Assistant Commissioner Upper North, Allan Boreham, has met with Mrs White's family and apologised on behalf of police.
"Police clearly failed Dianne when she needed us after several individual errors came together on the day that resulted in a situation that had tragic consequences," he said.
"We are deeply sorry for what happened and I've met with her family in person to tell them this. I've also told them about a range of things we've done in the three years since to prevent a similar situation happening again."
Mr Boreham says responding to incidents involving people with mental health issues is often a very complex and challenging area for police officers.

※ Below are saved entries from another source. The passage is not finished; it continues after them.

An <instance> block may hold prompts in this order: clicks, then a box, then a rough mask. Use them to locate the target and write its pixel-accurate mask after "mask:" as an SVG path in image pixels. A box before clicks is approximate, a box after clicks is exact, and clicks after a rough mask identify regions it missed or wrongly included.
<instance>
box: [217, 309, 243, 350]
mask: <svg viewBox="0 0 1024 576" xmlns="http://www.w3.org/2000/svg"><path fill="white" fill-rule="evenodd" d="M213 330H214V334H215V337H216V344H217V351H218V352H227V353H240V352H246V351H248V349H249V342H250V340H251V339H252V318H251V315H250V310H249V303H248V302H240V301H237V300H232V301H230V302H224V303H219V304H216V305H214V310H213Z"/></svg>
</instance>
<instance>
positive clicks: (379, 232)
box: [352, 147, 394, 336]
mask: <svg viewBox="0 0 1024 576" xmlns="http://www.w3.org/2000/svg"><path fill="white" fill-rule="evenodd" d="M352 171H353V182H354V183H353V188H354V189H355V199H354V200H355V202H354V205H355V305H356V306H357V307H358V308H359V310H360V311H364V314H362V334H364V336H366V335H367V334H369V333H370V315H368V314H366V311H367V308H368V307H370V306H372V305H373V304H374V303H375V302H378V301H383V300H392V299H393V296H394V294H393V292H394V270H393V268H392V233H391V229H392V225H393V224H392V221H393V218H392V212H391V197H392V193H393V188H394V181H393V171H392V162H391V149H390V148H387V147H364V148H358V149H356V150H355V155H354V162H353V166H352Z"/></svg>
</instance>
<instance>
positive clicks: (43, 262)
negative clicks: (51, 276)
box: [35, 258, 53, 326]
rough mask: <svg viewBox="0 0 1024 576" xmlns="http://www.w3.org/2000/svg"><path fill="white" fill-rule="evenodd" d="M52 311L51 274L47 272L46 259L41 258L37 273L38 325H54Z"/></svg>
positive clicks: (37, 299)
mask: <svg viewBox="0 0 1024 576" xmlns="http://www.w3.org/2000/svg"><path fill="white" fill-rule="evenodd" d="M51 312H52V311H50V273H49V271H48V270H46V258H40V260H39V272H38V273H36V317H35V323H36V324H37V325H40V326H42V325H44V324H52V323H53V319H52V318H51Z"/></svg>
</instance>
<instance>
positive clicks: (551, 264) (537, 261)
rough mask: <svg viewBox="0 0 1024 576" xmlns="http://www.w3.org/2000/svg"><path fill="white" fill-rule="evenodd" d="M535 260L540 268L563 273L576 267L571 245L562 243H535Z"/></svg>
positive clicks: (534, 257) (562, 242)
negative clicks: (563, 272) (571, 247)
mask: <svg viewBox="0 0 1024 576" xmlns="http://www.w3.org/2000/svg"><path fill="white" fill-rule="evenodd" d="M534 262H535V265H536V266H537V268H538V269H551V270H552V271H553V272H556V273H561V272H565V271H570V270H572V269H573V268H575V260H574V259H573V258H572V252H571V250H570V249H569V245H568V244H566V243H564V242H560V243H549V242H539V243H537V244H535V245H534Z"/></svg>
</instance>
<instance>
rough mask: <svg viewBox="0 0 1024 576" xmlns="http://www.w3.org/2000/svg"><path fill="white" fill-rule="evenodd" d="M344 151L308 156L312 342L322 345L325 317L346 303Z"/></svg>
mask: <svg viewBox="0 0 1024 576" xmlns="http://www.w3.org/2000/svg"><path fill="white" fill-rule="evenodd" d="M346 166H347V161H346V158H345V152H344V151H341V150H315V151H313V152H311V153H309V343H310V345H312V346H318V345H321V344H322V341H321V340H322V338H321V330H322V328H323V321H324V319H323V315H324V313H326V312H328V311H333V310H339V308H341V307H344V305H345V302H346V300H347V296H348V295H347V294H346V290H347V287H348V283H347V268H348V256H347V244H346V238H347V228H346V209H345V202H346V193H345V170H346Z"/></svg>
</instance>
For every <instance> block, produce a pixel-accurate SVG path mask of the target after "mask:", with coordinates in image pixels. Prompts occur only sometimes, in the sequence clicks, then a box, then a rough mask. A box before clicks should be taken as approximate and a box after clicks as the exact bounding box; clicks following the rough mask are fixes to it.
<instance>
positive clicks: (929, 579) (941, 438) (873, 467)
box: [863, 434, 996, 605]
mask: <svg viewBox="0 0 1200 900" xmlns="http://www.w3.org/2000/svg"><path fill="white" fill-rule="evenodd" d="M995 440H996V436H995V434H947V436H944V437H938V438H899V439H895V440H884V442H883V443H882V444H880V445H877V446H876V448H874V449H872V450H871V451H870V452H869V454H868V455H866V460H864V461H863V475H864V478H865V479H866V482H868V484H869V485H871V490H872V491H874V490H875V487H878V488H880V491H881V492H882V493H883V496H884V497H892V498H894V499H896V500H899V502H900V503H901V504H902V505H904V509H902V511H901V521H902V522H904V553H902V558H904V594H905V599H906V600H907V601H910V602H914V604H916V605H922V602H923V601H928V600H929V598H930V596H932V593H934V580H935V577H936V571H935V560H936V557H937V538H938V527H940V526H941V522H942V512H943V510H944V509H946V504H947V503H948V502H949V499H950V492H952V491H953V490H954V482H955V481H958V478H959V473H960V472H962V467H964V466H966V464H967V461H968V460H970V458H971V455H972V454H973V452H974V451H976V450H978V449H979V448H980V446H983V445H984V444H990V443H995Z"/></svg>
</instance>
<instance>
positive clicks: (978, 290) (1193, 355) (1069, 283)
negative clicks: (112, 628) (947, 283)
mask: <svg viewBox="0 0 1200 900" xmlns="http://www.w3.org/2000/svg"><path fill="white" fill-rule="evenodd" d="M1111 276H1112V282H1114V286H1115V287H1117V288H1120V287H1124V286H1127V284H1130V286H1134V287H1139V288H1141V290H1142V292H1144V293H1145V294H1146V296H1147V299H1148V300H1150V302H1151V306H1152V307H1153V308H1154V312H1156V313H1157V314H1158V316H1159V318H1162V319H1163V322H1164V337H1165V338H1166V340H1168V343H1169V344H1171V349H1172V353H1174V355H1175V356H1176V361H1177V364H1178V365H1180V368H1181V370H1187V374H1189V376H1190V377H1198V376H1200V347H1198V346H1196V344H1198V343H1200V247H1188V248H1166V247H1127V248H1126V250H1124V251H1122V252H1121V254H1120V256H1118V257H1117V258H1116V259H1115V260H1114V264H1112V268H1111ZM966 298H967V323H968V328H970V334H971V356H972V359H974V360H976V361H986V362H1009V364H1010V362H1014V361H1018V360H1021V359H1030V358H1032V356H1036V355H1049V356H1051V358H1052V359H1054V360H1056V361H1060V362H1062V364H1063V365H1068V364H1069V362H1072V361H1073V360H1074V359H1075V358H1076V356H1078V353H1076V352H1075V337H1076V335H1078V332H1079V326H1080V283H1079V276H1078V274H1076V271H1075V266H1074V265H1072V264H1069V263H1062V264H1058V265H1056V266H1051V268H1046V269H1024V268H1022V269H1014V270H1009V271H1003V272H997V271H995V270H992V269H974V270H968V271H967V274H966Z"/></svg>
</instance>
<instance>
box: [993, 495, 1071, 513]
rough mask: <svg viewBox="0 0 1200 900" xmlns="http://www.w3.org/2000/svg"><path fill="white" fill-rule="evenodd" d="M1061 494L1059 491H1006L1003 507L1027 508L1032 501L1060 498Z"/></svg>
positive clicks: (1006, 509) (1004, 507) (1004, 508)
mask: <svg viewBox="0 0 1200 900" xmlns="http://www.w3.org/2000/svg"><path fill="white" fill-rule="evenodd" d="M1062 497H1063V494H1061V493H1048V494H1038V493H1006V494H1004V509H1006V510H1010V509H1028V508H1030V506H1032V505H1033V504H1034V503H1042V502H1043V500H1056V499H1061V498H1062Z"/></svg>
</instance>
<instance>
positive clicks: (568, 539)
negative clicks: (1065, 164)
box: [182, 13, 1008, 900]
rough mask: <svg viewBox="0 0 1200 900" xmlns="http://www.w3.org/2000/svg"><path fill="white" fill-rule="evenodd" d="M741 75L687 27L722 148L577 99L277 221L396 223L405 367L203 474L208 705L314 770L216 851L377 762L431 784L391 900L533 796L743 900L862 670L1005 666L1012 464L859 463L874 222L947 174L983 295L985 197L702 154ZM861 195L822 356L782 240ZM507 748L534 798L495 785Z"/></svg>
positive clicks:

"Notwithstanding that, the sequence of events that occurred in Hamilton that day are a tragic reminder that we have to be at our best at all times, even when dealing with what may initially appear to be routine matters. If not, there is always the risk that things can go very wrong - and this is sadly one of those times. We are very sorry about what happened."
Mr Boreham says police accept all of the findings outlined in the Authority's report, and note that its recommendations echo actions already undertaken by police following its own review of the incident launched immediately afterwards.
"Police reviewed their handling of the incident as soon as it happened and have already initiated many of the actions subsequently identified in today's IPCA report,'' he said.
"While we know that it will not bring Diane back, we want to make sure it does not happen again.
"Whilst the recommendations outlined in the report are important, the key thing that will stop this happening again is the focus of our people, that needs to be clearly on prevention and victims.
"It is clear to me reading this report that if staff at the time had a greater focus on the threat to Diane, we could have done more to protect her and this tragedy could have been averted."
Mr Boreham said among the changes that have been introduced since January 2010 are a new Quality Assurance process for Communications Centre staff, improved training, and technical upgrades to the centre's systems to provide automatic updates to dispatchers.
Police and the Ministry of Health also last year finalised a Memorandum of Understanding that better defines responsibilities and processes to be followed when dealing with incidents involving mental health patients, and police have upgraded their policy on people with mental impairments, which sets out steps for returning mental health patients who are reported missing.
WAIKATO DISTRICT HEALTH BOARD
Waikato District Health Board has concluded that none of its staff involved in Diane White's tragic death acted negligently or unprofessionally.
A statement by the health board said it acknowledges the impact the report will have on Ms White's family, while offering "sincere condolences".
However, it stopped short of apologising for any failings, saying: "There are clearly things that Henry Rongomau Bennett Staff could have done differently in retrospect knowing now what we know about the defendant's state of mind.
"We have spoken to the staff involved about some of those things but no one acted negligently or unprofessionally and no one person could reasonably be held responsible."
The health board also moved to clarify that the social worker described in the IPCA report was not employed by Waikato DHB, but by a non-Government organisation (NGO).
They also added that staff made a "reasonable judgement" to allow Ms Morris to have a cigarette in the courtyard to cool down.
"While in the courtyard, she scaled the fence and staff were unable to stop her. They then contacted the police as described in the authority's report."